2. Discuss the model’s predictions on these new traffic signs and compare the results to predicting on the test set. At a minimum, discuss what the predictions were, the accuracy on these new predictions, and compare the accuracy to the accuracy on the test set.

Here are the results of the prediction:

Image Prediction
(9) No passing (9) No passing
(11) Right-of-way at the next intersection (11) Right-of-way at the next intersection
(12) Priority road (12) Priority road
(15) No vehicles (15) No vehicles
(18) General caution (18) General caution

The model achieved 100% accuracy on this new set of images, which is consistent with the 95.6% and 94.8% accuracies that it achieved on the validation and testing sets, respectively. Given the simplicity of the images, it would be worrisome if the model incorrectly labeled any of the traffic signs.

3. Describe how certain the model is when predicting on each of the five new images by looking at the softmax probabilities for each prediction. Provide the top 5 softmax probabilities for each image along with the sign type of each probability.
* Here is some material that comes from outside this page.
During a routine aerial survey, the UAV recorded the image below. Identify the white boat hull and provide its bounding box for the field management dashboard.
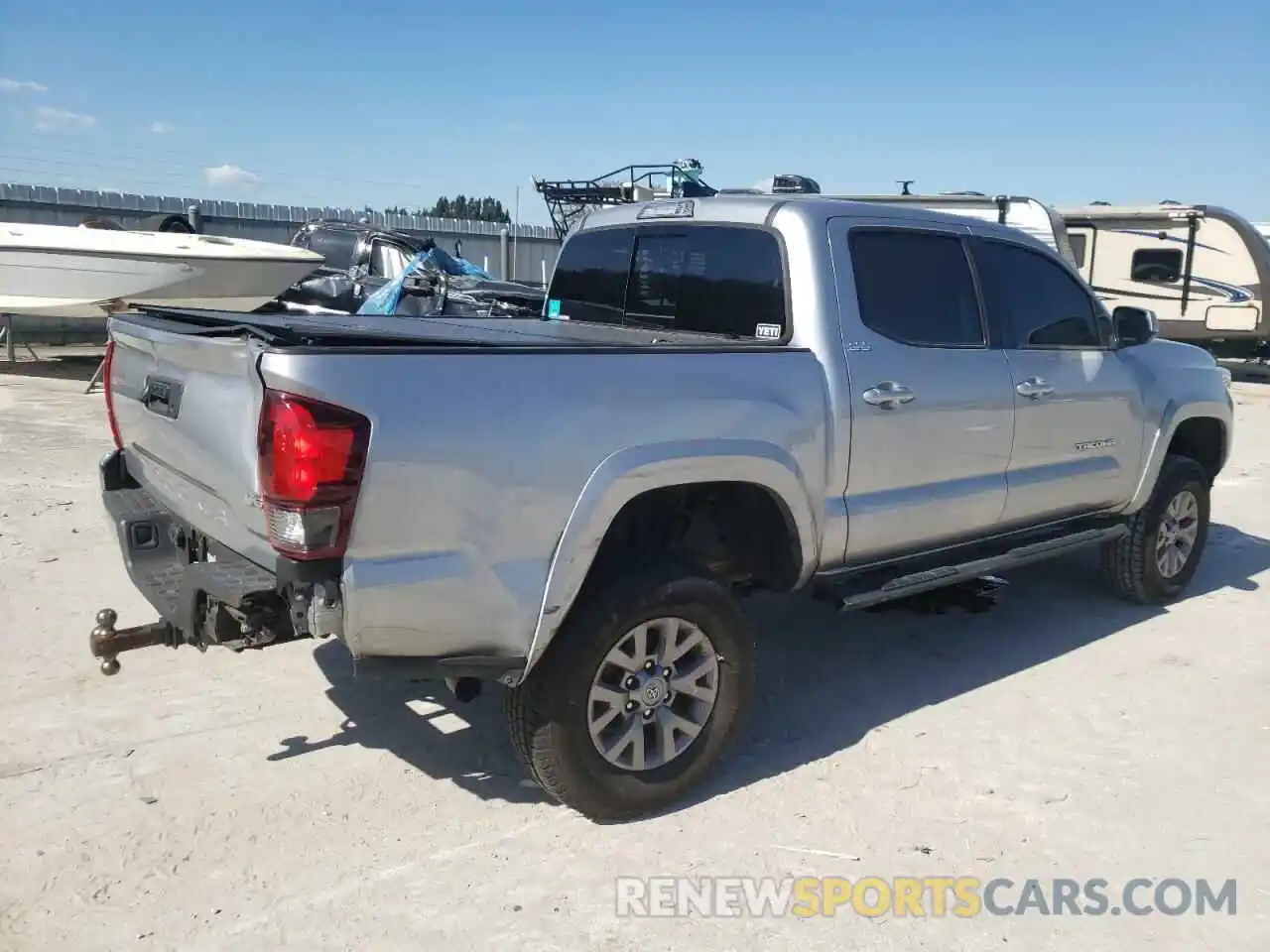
[0,225,321,317]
As copy & pasted from the output of cell 24 in my Jupyter notebook, the softmax probabilities:

[[  1.00000e+00   5.13824e-08   4.68345e-09   9.60071e-12   5.32794e-12]
 [  1.00000e+00   4.96308e-08   1.35513e-15   6.64222e-17   2.89836e-18]
 [  1.00000e+00   5.01552e-13   1.34005e-15   5.75203e-16   4.50225e-16]
 [  1.00000e+00   4.86539e-14   3.33460e-14   1.75175e-14   6.74197e-15]
 [  1.00000e+00   1.40208e-10   9.01703e-12   3.54147e-13   2.16338e-14]]

softmaxes.png

The model is over 99.9999% certain for each of the 5 new images. The image above shows each of the new images (first column) along with the top 5 images according to their softmax probabilities. What I find most surprising is how certain the model is that the last new image (18 = “general caution”) is not a “traffic signals” (26) sign, since these appear to be pretty similar to my human eye.